March 6, 2019 by David Gambrill, Editor-in-Chief
Wildfire may be among the most likely of major cat events to hit Canada over the next coming years. But is mitigation on anybody’s radar right now? Is the risk out of season, out of mind?
The potential for damage was huge last season. In Ontario, 1,028 wildfires burned as of last August, an 87% jump over the province’s average number of wildfires. And B.C. saw its largest wildfire season ever in 2018. More than 530 fires burned down 13,000 square kilometres of the province, beating a previous record set the year before.
And yet, by chance, because of where the fires burned last season, there were no major wildfire catastrophes. In B.C., about 25,000 residents were either evacuated or put on standby to evacuate; that’s about 40,000 fewer last year than in 2017.
Basically, Canadians – and insurers, by extension – got lucky. But as one reinsurer put it to me recently: “Luck is not a strategy.”

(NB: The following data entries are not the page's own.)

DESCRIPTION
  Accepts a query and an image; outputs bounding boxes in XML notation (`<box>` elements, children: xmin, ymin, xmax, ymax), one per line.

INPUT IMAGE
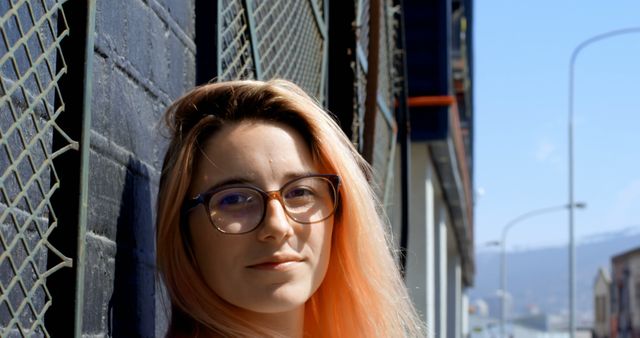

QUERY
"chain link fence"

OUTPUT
<box><xmin>217</xmin><ymin>0</ymin><xmax>328</xmax><ymax>102</ymax></box>
<box><xmin>0</xmin><ymin>0</ymin><xmax>73</xmax><ymax>337</ymax></box>
<box><xmin>352</xmin><ymin>0</ymin><xmax>398</xmax><ymax>205</ymax></box>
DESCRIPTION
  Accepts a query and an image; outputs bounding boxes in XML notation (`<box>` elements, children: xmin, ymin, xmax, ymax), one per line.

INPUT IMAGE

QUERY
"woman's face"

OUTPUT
<box><xmin>189</xmin><ymin>121</ymin><xmax>333</xmax><ymax>313</ymax></box>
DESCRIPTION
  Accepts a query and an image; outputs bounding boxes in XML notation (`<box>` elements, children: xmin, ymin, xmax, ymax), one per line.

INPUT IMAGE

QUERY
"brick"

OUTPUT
<box><xmin>82</xmin><ymin>233</ymin><xmax>116</xmax><ymax>333</ymax></box>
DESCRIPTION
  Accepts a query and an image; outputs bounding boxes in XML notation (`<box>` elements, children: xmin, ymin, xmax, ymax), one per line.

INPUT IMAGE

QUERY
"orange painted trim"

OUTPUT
<box><xmin>409</xmin><ymin>95</ymin><xmax>456</xmax><ymax>107</ymax></box>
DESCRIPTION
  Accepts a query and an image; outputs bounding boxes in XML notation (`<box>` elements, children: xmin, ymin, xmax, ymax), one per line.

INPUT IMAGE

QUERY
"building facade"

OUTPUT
<box><xmin>593</xmin><ymin>268</ymin><xmax>611</xmax><ymax>338</ymax></box>
<box><xmin>0</xmin><ymin>0</ymin><xmax>474</xmax><ymax>338</ymax></box>
<box><xmin>610</xmin><ymin>248</ymin><xmax>640</xmax><ymax>338</ymax></box>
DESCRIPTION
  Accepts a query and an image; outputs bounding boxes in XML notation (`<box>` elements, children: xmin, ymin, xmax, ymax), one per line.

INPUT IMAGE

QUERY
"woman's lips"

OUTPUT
<box><xmin>247</xmin><ymin>254</ymin><xmax>304</xmax><ymax>271</ymax></box>
<box><xmin>249</xmin><ymin>260</ymin><xmax>300</xmax><ymax>271</ymax></box>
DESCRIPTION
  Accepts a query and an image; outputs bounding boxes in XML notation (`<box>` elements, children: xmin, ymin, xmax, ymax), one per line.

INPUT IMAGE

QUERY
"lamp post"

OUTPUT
<box><xmin>568</xmin><ymin>27</ymin><xmax>640</xmax><ymax>338</ymax></box>
<box><xmin>499</xmin><ymin>202</ymin><xmax>587</xmax><ymax>338</ymax></box>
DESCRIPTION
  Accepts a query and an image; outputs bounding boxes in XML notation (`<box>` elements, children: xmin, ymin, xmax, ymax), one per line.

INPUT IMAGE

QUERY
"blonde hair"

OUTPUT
<box><xmin>157</xmin><ymin>80</ymin><xmax>424</xmax><ymax>337</ymax></box>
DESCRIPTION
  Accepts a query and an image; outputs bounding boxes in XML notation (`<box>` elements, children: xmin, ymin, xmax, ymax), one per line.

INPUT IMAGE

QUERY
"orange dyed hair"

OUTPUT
<box><xmin>157</xmin><ymin>80</ymin><xmax>424</xmax><ymax>337</ymax></box>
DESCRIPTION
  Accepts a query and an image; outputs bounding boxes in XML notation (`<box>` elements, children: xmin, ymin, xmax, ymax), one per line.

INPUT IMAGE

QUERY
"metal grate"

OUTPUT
<box><xmin>218</xmin><ymin>0</ymin><xmax>255</xmax><ymax>81</ymax></box>
<box><xmin>0</xmin><ymin>0</ymin><xmax>73</xmax><ymax>337</ymax></box>
<box><xmin>218</xmin><ymin>0</ymin><xmax>327</xmax><ymax>101</ymax></box>
<box><xmin>352</xmin><ymin>0</ymin><xmax>397</xmax><ymax>204</ymax></box>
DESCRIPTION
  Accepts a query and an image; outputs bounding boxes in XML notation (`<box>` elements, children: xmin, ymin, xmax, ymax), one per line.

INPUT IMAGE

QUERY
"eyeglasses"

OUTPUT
<box><xmin>183</xmin><ymin>175</ymin><xmax>340</xmax><ymax>234</ymax></box>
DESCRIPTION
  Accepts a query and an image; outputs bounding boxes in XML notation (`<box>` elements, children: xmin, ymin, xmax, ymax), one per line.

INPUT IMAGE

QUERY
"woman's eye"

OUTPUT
<box><xmin>284</xmin><ymin>187</ymin><xmax>314</xmax><ymax>199</ymax></box>
<box><xmin>218</xmin><ymin>194</ymin><xmax>253</xmax><ymax>208</ymax></box>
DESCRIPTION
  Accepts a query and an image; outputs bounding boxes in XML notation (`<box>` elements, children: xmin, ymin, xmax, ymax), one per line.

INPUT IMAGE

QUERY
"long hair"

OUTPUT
<box><xmin>157</xmin><ymin>80</ymin><xmax>424</xmax><ymax>337</ymax></box>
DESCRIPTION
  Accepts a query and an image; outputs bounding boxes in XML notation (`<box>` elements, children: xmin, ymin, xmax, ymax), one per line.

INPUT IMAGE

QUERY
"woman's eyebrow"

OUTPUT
<box><xmin>206</xmin><ymin>170</ymin><xmax>317</xmax><ymax>192</ymax></box>
<box><xmin>206</xmin><ymin>177</ymin><xmax>254</xmax><ymax>191</ymax></box>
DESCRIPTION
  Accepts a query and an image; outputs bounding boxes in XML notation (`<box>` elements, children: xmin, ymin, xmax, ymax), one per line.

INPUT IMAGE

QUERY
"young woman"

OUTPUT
<box><xmin>157</xmin><ymin>80</ymin><xmax>424</xmax><ymax>337</ymax></box>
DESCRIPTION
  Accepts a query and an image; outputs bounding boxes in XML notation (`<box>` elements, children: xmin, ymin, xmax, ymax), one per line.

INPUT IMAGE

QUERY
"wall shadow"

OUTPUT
<box><xmin>108</xmin><ymin>158</ymin><xmax>156</xmax><ymax>337</ymax></box>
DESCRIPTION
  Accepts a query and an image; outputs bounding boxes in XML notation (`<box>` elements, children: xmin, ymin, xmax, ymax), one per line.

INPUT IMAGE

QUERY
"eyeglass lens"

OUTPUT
<box><xmin>209</xmin><ymin>177</ymin><xmax>336</xmax><ymax>233</ymax></box>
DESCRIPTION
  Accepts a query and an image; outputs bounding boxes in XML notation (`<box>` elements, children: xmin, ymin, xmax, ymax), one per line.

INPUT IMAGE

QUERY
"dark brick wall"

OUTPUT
<box><xmin>83</xmin><ymin>0</ymin><xmax>195</xmax><ymax>337</ymax></box>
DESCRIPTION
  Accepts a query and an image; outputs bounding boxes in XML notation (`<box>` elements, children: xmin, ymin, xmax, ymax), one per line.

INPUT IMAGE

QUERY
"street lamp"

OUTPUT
<box><xmin>499</xmin><ymin>202</ymin><xmax>587</xmax><ymax>338</ymax></box>
<box><xmin>568</xmin><ymin>27</ymin><xmax>640</xmax><ymax>338</ymax></box>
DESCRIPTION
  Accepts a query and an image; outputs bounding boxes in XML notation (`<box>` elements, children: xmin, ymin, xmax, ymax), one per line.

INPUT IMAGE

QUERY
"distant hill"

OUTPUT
<box><xmin>469</xmin><ymin>229</ymin><xmax>640</xmax><ymax>324</ymax></box>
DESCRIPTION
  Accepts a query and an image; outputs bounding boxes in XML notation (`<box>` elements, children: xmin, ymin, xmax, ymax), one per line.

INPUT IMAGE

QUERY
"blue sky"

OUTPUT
<box><xmin>473</xmin><ymin>0</ymin><xmax>640</xmax><ymax>250</ymax></box>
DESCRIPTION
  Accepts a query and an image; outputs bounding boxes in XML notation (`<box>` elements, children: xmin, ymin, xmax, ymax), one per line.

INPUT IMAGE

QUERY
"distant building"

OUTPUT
<box><xmin>610</xmin><ymin>247</ymin><xmax>640</xmax><ymax>338</ymax></box>
<box><xmin>593</xmin><ymin>268</ymin><xmax>611</xmax><ymax>338</ymax></box>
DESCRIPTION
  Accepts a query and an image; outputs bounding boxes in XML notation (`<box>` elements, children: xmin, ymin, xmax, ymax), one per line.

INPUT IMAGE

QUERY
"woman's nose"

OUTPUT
<box><xmin>258</xmin><ymin>198</ymin><xmax>293</xmax><ymax>241</ymax></box>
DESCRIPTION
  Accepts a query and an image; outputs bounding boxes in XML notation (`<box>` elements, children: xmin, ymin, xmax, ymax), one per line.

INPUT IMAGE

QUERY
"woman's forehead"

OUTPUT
<box><xmin>192</xmin><ymin>121</ymin><xmax>320</xmax><ymax>188</ymax></box>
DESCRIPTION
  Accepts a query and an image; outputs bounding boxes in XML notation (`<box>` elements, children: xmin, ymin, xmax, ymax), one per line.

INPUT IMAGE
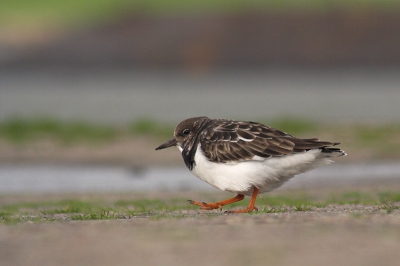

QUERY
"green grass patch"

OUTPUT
<box><xmin>0</xmin><ymin>191</ymin><xmax>400</xmax><ymax>225</ymax></box>
<box><xmin>0</xmin><ymin>117</ymin><xmax>400</xmax><ymax>160</ymax></box>
<box><xmin>128</xmin><ymin>118</ymin><xmax>175</xmax><ymax>139</ymax></box>
<box><xmin>0</xmin><ymin>118</ymin><xmax>118</xmax><ymax>144</ymax></box>
<box><xmin>0</xmin><ymin>0</ymin><xmax>399</xmax><ymax>28</ymax></box>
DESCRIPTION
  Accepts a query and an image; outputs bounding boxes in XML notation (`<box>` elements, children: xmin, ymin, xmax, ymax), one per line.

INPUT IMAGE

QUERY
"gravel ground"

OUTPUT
<box><xmin>0</xmin><ymin>191</ymin><xmax>400</xmax><ymax>266</ymax></box>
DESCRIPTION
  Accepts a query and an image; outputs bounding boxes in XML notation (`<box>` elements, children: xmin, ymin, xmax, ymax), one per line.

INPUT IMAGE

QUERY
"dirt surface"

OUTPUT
<box><xmin>0</xmin><ymin>188</ymin><xmax>400</xmax><ymax>266</ymax></box>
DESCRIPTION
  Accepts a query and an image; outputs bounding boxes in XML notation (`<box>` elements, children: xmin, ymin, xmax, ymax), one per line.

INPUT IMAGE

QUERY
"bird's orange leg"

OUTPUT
<box><xmin>226</xmin><ymin>187</ymin><xmax>258</xmax><ymax>213</ymax></box>
<box><xmin>189</xmin><ymin>194</ymin><xmax>244</xmax><ymax>210</ymax></box>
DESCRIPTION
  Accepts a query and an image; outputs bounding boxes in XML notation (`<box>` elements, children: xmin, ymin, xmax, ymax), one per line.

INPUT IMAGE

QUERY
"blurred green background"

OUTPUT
<box><xmin>0</xmin><ymin>0</ymin><xmax>400</xmax><ymax>165</ymax></box>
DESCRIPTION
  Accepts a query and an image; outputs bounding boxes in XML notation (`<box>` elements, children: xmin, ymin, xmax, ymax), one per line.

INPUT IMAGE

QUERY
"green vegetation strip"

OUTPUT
<box><xmin>0</xmin><ymin>0</ymin><xmax>399</xmax><ymax>28</ymax></box>
<box><xmin>0</xmin><ymin>117</ymin><xmax>400</xmax><ymax>159</ymax></box>
<box><xmin>0</xmin><ymin>191</ymin><xmax>400</xmax><ymax>225</ymax></box>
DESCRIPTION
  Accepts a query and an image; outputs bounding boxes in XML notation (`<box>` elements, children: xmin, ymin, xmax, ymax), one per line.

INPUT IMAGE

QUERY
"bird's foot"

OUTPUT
<box><xmin>225</xmin><ymin>206</ymin><xmax>258</xmax><ymax>214</ymax></box>
<box><xmin>188</xmin><ymin>200</ymin><xmax>223</xmax><ymax>210</ymax></box>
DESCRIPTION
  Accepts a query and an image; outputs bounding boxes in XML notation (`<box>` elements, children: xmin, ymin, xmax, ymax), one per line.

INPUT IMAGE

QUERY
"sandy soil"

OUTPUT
<box><xmin>0</xmin><ymin>188</ymin><xmax>400</xmax><ymax>266</ymax></box>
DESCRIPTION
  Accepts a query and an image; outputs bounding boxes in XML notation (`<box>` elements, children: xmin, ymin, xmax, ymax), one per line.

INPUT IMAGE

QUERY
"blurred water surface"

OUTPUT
<box><xmin>0</xmin><ymin>67</ymin><xmax>400</xmax><ymax>123</ymax></box>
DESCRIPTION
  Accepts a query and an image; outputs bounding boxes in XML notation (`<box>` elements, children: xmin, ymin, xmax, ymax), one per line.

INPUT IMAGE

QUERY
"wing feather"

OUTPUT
<box><xmin>200</xmin><ymin>119</ymin><xmax>337</xmax><ymax>162</ymax></box>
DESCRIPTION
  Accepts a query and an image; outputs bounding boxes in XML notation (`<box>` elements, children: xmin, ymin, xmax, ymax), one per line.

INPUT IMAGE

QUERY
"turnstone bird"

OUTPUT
<box><xmin>156</xmin><ymin>116</ymin><xmax>346</xmax><ymax>213</ymax></box>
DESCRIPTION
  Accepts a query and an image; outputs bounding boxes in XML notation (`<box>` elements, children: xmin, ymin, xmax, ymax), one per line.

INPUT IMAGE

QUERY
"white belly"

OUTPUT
<box><xmin>188</xmin><ymin>145</ymin><xmax>332</xmax><ymax>195</ymax></box>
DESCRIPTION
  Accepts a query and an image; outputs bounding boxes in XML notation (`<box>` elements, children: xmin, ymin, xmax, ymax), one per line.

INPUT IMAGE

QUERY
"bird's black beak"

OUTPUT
<box><xmin>156</xmin><ymin>138</ymin><xmax>178</xmax><ymax>150</ymax></box>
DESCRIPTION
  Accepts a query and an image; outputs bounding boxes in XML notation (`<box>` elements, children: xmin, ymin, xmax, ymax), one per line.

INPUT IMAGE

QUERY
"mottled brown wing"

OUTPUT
<box><xmin>200</xmin><ymin>120</ymin><xmax>337</xmax><ymax>162</ymax></box>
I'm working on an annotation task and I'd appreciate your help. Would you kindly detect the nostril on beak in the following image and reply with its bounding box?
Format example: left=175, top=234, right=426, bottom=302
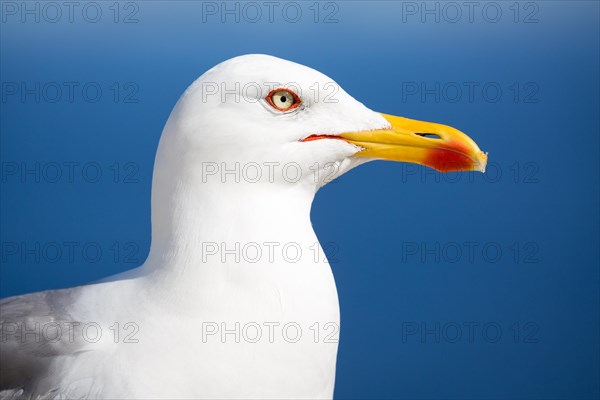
left=415, top=132, right=441, bottom=139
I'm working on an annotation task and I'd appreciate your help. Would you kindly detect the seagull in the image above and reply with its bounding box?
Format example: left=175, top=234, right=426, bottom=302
left=0, top=54, right=487, bottom=399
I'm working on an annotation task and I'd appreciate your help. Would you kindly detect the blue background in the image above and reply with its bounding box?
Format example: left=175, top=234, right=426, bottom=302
left=0, top=1, right=600, bottom=399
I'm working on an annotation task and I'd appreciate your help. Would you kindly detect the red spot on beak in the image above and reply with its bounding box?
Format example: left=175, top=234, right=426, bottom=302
left=300, top=135, right=347, bottom=142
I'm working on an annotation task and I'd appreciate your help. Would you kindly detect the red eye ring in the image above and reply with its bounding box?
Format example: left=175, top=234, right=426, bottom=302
left=266, top=88, right=300, bottom=111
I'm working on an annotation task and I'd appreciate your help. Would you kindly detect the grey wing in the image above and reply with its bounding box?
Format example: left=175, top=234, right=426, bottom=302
left=0, top=288, right=84, bottom=398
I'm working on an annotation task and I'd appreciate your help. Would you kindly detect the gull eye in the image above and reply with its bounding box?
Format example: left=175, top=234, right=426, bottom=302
left=267, top=89, right=300, bottom=111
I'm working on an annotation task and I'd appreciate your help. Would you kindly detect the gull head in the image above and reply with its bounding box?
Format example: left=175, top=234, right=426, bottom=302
left=155, top=55, right=487, bottom=188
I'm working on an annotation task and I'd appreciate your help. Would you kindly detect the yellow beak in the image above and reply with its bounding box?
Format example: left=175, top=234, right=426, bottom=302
left=339, top=114, right=487, bottom=172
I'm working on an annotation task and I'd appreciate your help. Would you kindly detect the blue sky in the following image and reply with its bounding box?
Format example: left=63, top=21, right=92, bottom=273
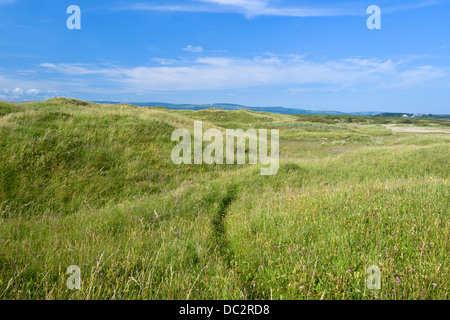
left=0, top=0, right=450, bottom=113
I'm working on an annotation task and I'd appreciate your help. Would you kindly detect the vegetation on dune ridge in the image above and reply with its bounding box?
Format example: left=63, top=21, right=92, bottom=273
left=0, top=98, right=450, bottom=300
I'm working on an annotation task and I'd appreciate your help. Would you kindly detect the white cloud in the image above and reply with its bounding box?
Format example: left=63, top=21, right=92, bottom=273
left=37, top=54, right=448, bottom=93
left=183, top=45, right=203, bottom=53
left=27, top=89, right=40, bottom=95
left=116, top=0, right=441, bottom=18
left=13, top=88, right=23, bottom=95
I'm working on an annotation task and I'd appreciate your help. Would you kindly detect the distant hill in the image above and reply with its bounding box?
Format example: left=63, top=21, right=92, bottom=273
left=92, top=101, right=380, bottom=116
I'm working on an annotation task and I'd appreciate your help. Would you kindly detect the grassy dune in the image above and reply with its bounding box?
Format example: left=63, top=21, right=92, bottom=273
left=0, top=98, right=450, bottom=300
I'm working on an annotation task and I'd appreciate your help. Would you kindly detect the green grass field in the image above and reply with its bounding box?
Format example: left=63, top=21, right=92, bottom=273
left=0, top=98, right=450, bottom=300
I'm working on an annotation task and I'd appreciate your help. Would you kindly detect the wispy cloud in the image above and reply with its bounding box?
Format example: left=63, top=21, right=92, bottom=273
left=31, top=55, right=449, bottom=92
left=183, top=45, right=203, bottom=53
left=116, top=0, right=441, bottom=18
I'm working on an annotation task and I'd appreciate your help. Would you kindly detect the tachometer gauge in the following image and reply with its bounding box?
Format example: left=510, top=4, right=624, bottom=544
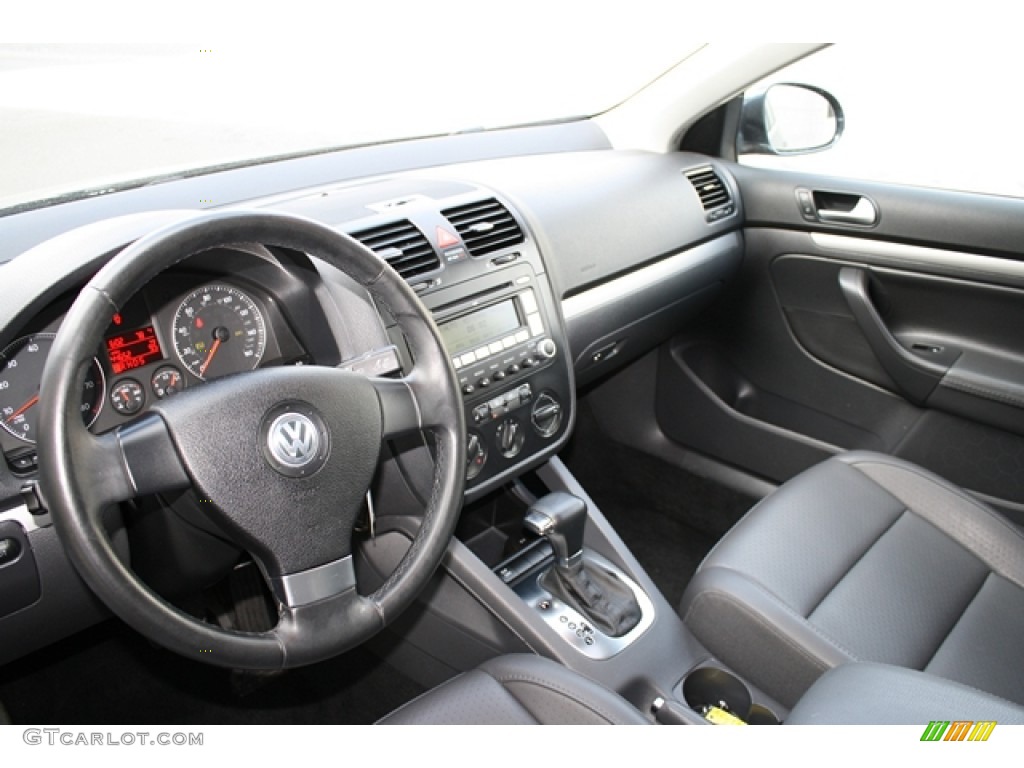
left=0, top=334, right=104, bottom=443
left=171, top=284, right=266, bottom=381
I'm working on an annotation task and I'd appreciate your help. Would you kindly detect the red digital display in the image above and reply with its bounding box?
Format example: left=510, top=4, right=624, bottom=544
left=106, top=326, right=164, bottom=374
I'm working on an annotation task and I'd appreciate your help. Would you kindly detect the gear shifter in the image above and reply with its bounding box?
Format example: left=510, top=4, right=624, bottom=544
left=523, top=492, right=640, bottom=637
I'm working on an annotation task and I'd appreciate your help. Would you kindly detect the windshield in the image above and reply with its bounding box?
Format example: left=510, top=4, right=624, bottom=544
left=0, top=33, right=698, bottom=211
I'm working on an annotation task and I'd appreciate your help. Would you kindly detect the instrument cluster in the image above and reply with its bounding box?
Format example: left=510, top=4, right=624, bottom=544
left=0, top=272, right=311, bottom=473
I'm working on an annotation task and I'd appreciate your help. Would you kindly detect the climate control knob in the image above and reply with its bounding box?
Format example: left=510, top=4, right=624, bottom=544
left=495, top=419, right=526, bottom=459
left=529, top=392, right=562, bottom=437
left=537, top=339, right=558, bottom=360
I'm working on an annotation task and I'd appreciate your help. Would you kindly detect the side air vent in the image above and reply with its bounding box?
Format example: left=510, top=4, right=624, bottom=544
left=352, top=220, right=441, bottom=281
left=441, top=198, right=524, bottom=256
left=686, top=166, right=736, bottom=221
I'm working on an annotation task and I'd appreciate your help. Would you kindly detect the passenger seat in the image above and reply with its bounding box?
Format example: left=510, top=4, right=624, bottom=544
left=680, top=452, right=1024, bottom=707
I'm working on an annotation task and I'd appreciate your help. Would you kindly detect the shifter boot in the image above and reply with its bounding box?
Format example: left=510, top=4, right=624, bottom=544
left=541, top=561, right=640, bottom=637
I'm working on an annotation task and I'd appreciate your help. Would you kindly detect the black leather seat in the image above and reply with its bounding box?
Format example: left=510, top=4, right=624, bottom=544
left=680, top=453, right=1024, bottom=707
left=381, top=654, right=649, bottom=725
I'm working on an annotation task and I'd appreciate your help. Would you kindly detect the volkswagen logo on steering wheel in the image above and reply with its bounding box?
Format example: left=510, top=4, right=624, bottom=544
left=260, top=402, right=330, bottom=477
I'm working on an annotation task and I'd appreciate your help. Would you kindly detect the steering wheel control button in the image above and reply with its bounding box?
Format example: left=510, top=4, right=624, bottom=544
left=0, top=538, right=22, bottom=568
left=260, top=402, right=331, bottom=477
left=111, top=379, right=145, bottom=416
left=466, top=432, right=487, bottom=480
left=7, top=451, right=38, bottom=474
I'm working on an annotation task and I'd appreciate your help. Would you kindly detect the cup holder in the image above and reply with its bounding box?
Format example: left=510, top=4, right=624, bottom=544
left=683, top=667, right=778, bottom=725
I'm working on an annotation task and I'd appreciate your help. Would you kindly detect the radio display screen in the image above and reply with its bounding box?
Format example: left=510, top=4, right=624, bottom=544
left=439, top=299, right=520, bottom=354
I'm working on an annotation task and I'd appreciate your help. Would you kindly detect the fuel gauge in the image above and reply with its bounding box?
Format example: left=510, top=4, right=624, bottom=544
left=151, top=366, right=185, bottom=399
left=111, top=379, right=145, bottom=416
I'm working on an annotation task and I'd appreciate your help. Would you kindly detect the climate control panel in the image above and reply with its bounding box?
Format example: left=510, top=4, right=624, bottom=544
left=426, top=263, right=574, bottom=498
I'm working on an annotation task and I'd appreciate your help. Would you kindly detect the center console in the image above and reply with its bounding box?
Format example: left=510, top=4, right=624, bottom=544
left=356, top=186, right=774, bottom=722
left=423, top=248, right=574, bottom=500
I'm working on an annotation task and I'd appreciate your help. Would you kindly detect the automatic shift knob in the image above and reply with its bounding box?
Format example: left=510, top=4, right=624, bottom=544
left=523, top=490, right=587, bottom=569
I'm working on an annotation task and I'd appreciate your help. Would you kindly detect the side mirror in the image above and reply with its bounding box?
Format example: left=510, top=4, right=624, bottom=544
left=736, top=83, right=846, bottom=155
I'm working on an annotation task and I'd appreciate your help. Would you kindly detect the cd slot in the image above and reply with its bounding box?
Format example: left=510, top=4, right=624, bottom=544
left=434, top=283, right=512, bottom=314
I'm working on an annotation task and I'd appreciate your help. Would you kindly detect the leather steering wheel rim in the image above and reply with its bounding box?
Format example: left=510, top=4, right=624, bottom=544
left=39, top=211, right=466, bottom=670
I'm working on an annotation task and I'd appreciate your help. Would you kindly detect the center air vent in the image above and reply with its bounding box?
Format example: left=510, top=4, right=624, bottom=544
left=686, top=166, right=735, bottom=221
left=441, top=198, right=524, bottom=256
left=352, top=221, right=441, bottom=281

And so what remediation efforts have been undertaken recently to reduce the known risks associated with wildfires?
Certainly the risks have been well-publicized since a wildfire scorched Fort McMurray, Alta. in 2016. The Institute for Catastrophic Loss Reduction (ICLR) has identified a number of exposures associated with people developing communities in forested areas.
Preventing the ignition of embers that blow ahead of wildfires is key. As noted by the ICLR, this can be done in a variety of simple ways: install screening below wood decks to prevent embers from settling there; move wood piles and propane barbecues away from the residence; use non-wooden roofs (metal and asphalt shingle); and keep wood fences away from homes.
The thing is, who is coordinating these remediation efforts? Who’s responsible, ultimately, for everyone’s safety? Can we trust individual property owners to do the right thing? Are brokers asking the right questions? Are government agencies on top of it? Or do insurers have a role to play in how they price their policies?
This needs to get sorted out soon. As the death toll in California shows (not to mention the 10, 321 structures that burned up in the Camp Fire), the stakes for insurers and their policyholders are quite high.